Последний полет, стр. 35

А аккордеон перебирал опьяняющие шёпоты, в которых отражалась бесконечная трагедия человеческого существования, утонувшая в ничтожном сознании людей, чтобы взорваться вспышкой звучных образов, потоком тембров и тональностей, смешивающих краски мира с кроваво-алыми гвоздиками, которые алели кровью на траурном костюме музыканта. Инструмент, лежавший на чёрном куске ткани, закрывавшим колени музыканта, то открывался, то закрывался в ритме колебаний его тела. Наклонившись над своим инструментом, как бы слившись с ним, аккордеонист неутомимо слушал его голос.
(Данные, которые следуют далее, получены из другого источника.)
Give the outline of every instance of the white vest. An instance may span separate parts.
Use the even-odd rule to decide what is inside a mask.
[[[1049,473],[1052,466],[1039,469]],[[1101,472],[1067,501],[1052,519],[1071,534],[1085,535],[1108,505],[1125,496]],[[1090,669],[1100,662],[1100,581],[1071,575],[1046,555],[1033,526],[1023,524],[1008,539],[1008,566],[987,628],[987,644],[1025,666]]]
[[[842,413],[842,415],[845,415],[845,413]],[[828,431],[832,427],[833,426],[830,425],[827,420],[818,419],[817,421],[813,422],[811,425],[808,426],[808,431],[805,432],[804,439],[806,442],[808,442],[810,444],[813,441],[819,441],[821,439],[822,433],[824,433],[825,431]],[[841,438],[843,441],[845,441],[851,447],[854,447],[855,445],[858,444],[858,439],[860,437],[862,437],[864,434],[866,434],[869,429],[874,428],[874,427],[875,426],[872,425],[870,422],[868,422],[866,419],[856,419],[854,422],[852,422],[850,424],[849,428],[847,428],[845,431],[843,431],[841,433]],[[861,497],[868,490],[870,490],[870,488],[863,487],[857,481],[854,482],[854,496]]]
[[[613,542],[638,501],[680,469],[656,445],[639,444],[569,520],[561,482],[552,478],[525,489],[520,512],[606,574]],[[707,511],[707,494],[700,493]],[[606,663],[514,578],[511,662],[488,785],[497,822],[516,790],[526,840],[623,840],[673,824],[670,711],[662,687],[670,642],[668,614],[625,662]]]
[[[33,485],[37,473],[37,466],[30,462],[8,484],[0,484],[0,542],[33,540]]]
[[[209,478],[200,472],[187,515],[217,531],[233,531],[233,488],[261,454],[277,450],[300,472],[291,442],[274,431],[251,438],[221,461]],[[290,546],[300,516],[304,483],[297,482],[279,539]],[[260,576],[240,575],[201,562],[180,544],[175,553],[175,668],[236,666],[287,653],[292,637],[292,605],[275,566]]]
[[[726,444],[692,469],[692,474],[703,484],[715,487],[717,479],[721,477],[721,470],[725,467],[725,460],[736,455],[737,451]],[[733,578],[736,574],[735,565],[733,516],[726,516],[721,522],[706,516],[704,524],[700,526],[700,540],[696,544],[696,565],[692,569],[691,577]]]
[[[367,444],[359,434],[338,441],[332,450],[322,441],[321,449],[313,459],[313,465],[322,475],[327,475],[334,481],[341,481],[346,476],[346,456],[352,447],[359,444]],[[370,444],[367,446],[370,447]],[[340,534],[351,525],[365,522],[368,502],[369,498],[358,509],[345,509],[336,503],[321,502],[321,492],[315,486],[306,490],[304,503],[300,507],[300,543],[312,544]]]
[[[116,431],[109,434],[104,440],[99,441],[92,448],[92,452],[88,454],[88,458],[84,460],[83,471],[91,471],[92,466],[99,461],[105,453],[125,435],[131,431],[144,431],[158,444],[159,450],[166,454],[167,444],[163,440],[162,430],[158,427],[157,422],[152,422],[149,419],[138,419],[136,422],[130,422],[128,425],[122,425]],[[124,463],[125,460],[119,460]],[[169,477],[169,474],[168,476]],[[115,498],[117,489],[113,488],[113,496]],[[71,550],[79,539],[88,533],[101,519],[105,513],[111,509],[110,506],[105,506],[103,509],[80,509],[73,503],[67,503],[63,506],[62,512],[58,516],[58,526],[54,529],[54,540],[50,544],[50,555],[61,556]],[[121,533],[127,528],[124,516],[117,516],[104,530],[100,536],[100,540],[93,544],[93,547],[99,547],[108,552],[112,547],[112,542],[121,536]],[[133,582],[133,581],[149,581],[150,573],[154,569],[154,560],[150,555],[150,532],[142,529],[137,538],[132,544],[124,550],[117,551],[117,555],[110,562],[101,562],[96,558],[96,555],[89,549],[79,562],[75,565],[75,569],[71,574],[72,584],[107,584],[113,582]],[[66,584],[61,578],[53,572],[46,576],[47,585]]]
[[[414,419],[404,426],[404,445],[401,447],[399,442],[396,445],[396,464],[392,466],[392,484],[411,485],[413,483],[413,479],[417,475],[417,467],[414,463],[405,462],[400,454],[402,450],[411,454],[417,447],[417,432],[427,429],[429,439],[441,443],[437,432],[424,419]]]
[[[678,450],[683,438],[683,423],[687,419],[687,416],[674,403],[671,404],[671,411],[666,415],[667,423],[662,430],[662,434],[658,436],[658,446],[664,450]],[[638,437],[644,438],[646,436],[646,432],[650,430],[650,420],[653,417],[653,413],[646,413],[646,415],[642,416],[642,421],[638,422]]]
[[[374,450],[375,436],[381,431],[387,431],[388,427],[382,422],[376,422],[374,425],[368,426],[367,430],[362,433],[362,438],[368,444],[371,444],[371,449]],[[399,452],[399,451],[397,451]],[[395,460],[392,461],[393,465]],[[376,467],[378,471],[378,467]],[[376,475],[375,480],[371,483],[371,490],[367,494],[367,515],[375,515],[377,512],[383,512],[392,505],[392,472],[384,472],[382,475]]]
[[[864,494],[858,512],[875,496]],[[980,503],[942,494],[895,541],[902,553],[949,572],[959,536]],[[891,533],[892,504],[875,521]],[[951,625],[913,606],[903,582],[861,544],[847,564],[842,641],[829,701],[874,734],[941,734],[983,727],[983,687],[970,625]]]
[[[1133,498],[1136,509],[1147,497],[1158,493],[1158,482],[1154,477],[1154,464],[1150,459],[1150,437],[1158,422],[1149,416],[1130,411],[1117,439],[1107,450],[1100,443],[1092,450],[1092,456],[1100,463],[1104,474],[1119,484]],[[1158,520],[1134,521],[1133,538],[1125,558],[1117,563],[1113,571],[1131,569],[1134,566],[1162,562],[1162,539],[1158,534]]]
Его пальцы мчались по клавиатуре с ловкостью эльфов, извлекая целый букет арпеджио, серию мелодичных точек, чья пасторальная свежесть не могла порвать цепи некоей демонической концепции. Одновременно мизантропическая и универсальная жалоба аккордеона объединяла людей подобно праздничному фейерверку, чтобы тут же оставить их в одиночестве. Мелодия взрывалась, капризная и фантасмагорическая, порождая полифонию образов, динамичных, словно стрела в полёте. Разочарование и жизненные страдания чередовались в отрывистых фразах, сливавшихся в венке из теней и оттенков. Протяжная финальная нота, необыкновенно чистая, мерцала на заднем плане многоцветья. Оборвав свою жалобу, она, словно не желая властвовать, оставляла бурное половодье незнакомой поэмы во власти метаморфозы, раскрашенной тоскливыми страстями, ностальгией, сплином и озарениями. Главенствовал уже не смысл, а страсть, не надо было размышлять — просто поверить в ирреальность мира, в то, что фантазии любви и природы, мечтаний были выше, чем истина, что лишь сюрреалистическое представление мира могло бы вывести его за пределы рационального, дабы открыть путь к его тайнам.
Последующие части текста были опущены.